This stat shows that Washington’s problem at QB isn’t anything new

Terry McLaurin has played with five QBs in his 19 career games, pointing to an age-old problem in Washington that leads back to Rod Gardner.

While the success of the football team is directly hindered by Washington’s inability to find and keep a quarterback under center over the past decade or so, one of the more frustrating things the carousel has led to is the underachieving of players elsewhere in the offense.

Without consistently solid quarterback play, it’s hard to ask any wide receiver or running back to be productive when they continually have to develop a connection with a new signal-caller. The person who has been affected by this the most over the past two years in WR Terry McLaurin, who is still one of the top young pass-catchers in the league despite dealing with five quarterbacks in his 19-game career. The thought is that with even a little bit of stability — think of DK Metcalf in Seattle, or AJ Brown in Tennessee — his ceiling would be so much higher.

The truth of the matter is that this is nothing new for Washington, a team that has been helplessly searching for their “franchise quarterback” for two decades now.

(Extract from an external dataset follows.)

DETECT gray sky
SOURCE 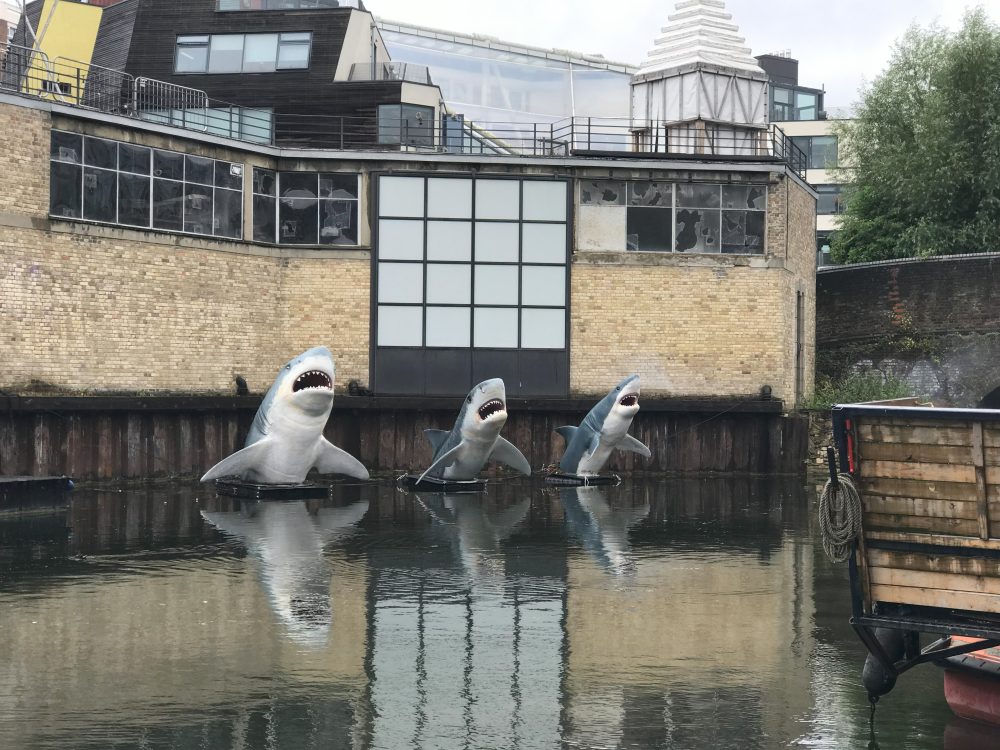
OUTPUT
[372,0,1000,107]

Rod Gardner, a first-round pick for Washington in 2001, played five seasons with the team, hauled in just 22 total touchdowns, and never made a Pro Bowl. Would he have been better with legitimate quarterback play buoying him? It’s possible. Is McLaurin in for a similar fate? Hopefully not.

Regardless, this quarterback problem in Washington is far from a new issue; it’s been going on for two decades now, and it’s gotten to the point where an inability to fix it has become impossible to ignore.